FOTOTAPETA - Critics write about your use of color, but I was thinking about your photographs from the point of view of where they were taken, about differences between the North and the South, about the clash of cultures rather than colors. In your photographs, the South is a kind of a different world. Could you describe why you have chosen to take pictures in these particular parts of the world like Mexico, Haiti, the Caribbean?
ALEX WEBB - There are different kinds of photographers, and some photographers feel the need to photograph where they live, and others go out and leave where they come from behind and explore. I think of my first explorations, and how exactly and why that did take me to the South no one knows. I did start photographing both in the American South and then the US-Mexico border and Haiti. In Haiti and the US-Mexico border I began to sense something, a sense of energy on the street, a sense of life as lived on the street. I come from New England, the northeastern part of the US, where things really happen very much behind closed doors. You do not have the sense of life out on the street. Going to the US-Mexico border or to Haiti was a sense of energy and immediacy on the street. I found it very exciting.
I started as a black-and white photographer, but then also I discovered the intensity of color in these places, and that is why I began working in color, because I found myself working in places where color played a very special role. It was very much a part of the culture. It was embedded in the culture. Those were reasons why I was drawn to those places.

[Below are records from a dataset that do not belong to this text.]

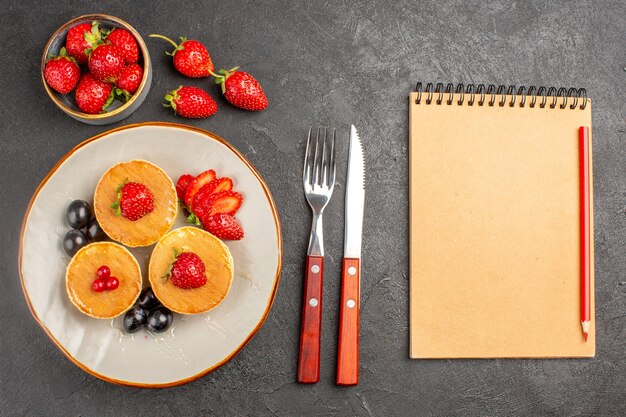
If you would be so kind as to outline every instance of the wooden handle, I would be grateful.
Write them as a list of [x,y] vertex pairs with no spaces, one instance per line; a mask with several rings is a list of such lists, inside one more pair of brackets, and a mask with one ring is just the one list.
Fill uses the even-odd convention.
[[298,382],[301,384],[315,384],[320,380],[323,275],[324,257],[307,256],[298,359]]
[[337,385],[359,383],[360,278],[360,259],[344,258],[341,267]]

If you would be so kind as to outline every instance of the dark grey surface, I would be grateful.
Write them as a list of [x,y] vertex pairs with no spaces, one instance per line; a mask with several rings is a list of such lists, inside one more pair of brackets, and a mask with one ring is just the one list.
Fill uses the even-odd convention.
[[[3,235],[0,414],[96,415],[624,415],[626,414],[626,6],[623,1],[169,2],[26,0],[0,12],[3,59]],[[30,316],[17,272],[20,224],[37,184],[72,146],[103,132],[45,96],[40,53],[52,32],[88,12],[139,32],[204,41],[219,67],[262,83],[267,111],[218,99],[216,116],[187,122],[229,139],[260,170],[278,205],[284,269],[274,307],[231,362],[188,385],[143,390],[84,373]],[[160,106],[182,83],[160,41],[148,41],[152,90],[122,124],[177,121]],[[407,94],[422,81],[586,87],[594,99],[597,356],[590,360],[408,359]],[[361,383],[334,385],[342,191],[327,211],[321,382],[295,383],[309,210],[301,191],[305,129],[355,123],[367,161]],[[50,277],[56,279],[56,277]]]

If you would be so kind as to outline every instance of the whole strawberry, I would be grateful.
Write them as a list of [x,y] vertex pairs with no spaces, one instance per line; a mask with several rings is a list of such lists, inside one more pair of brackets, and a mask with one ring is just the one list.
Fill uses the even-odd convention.
[[67,94],[76,88],[80,80],[80,68],[74,58],[67,56],[65,48],[61,48],[58,56],[51,56],[46,61],[43,76],[55,91]]
[[76,58],[79,64],[86,65],[88,61],[86,50],[90,50],[102,41],[98,23],[81,23],[70,28],[65,37],[67,53]]
[[112,86],[96,80],[90,73],[85,73],[76,87],[76,104],[85,113],[102,113],[115,98]]
[[215,83],[222,86],[222,94],[233,106],[244,110],[259,111],[267,108],[267,97],[259,82],[250,74],[231,70],[220,70],[221,75],[213,74]]
[[230,214],[215,214],[202,222],[204,230],[222,240],[243,239],[243,229]]
[[116,216],[139,220],[154,210],[154,196],[143,184],[124,181],[117,187],[117,200],[111,204]]
[[204,90],[180,86],[165,95],[164,107],[171,107],[177,115],[189,119],[203,119],[215,114],[217,104]]
[[150,37],[164,39],[174,45],[176,49],[166,54],[174,58],[174,68],[181,74],[191,78],[200,78],[208,77],[213,72],[213,61],[211,61],[209,51],[201,42],[187,40],[181,36],[180,44],[177,44],[163,35],[153,34]]
[[124,67],[122,73],[117,79],[117,89],[115,93],[120,96],[124,101],[128,101],[130,97],[135,94],[141,84],[143,78],[143,69],[137,64],[132,64]]
[[113,45],[98,45],[89,54],[89,71],[105,83],[114,83],[124,70],[124,58]]
[[204,262],[193,252],[180,253],[174,249],[174,261],[163,276],[163,283],[169,278],[172,284],[182,289],[198,288],[206,284]]
[[106,41],[117,47],[124,58],[124,64],[136,64],[139,61],[139,47],[135,37],[126,29],[113,29]]

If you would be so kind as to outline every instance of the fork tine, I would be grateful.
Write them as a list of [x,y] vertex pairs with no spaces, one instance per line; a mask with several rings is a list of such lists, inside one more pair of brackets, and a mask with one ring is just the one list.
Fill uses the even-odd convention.
[[330,175],[328,178],[328,186],[332,187],[335,185],[335,171],[337,169],[337,164],[335,163],[335,139],[337,139],[337,129],[333,129],[333,140],[330,143]]
[[315,157],[313,158],[313,177],[311,178],[311,182],[313,184],[319,184],[320,178],[320,161],[319,161],[319,147],[320,147],[320,136],[322,133],[322,128],[317,128],[317,138],[315,139]]
[[322,175],[320,178],[320,184],[325,185],[327,184],[327,179],[328,179],[328,155],[326,154],[326,137],[327,137],[328,131],[324,130],[324,146],[322,147]]
[[302,182],[309,182],[311,176],[311,165],[309,164],[309,149],[311,148],[311,130],[313,126],[309,126],[309,136],[306,140],[306,151],[304,153],[304,167],[302,168]]

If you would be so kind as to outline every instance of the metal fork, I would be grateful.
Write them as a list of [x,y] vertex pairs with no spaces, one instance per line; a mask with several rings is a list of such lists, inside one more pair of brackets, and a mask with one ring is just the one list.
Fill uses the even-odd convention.
[[[311,238],[309,239],[304,275],[302,328],[300,331],[300,355],[298,360],[298,382],[302,384],[316,383],[320,379],[320,334],[324,275],[322,215],[333,194],[333,188],[335,188],[336,171],[336,130],[333,129],[332,138],[330,138],[328,129],[318,128],[314,144],[315,149],[313,149],[313,143],[311,143],[311,132],[312,128],[309,128],[302,172],[304,195],[313,212]],[[330,142],[330,145],[327,145],[327,142]],[[327,150],[327,148],[330,149]]]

I think also there have been certain motivations that have come out of literature, I think that my first trip to Haiti I made right after reading Graham Greene's "The Comedians", which is a novel set in Haiti. It really interested me and scared me about Haiti. My first book, "Hot Light/Half-Made Worlds" (1986), which is a series of photographs from the tropics, probably has a sort of complicated depth to the metaphors that exist in Conrad's "Heart of Darkness" - a journey into a kind of darkness. That first book is really structured that way, as a journey from light to dark, from things that are more elusive and fleeting to the things that are more and more intense and heavy. So it is very complicated to figure out exactly why one chooses to go wherever one chooses to go, because a lot of it has to do with intuitive choices. But I would say it is a combination of wanting to leave the world of New England and being inspired by certain books and finding things and getting more and more excited following those passions.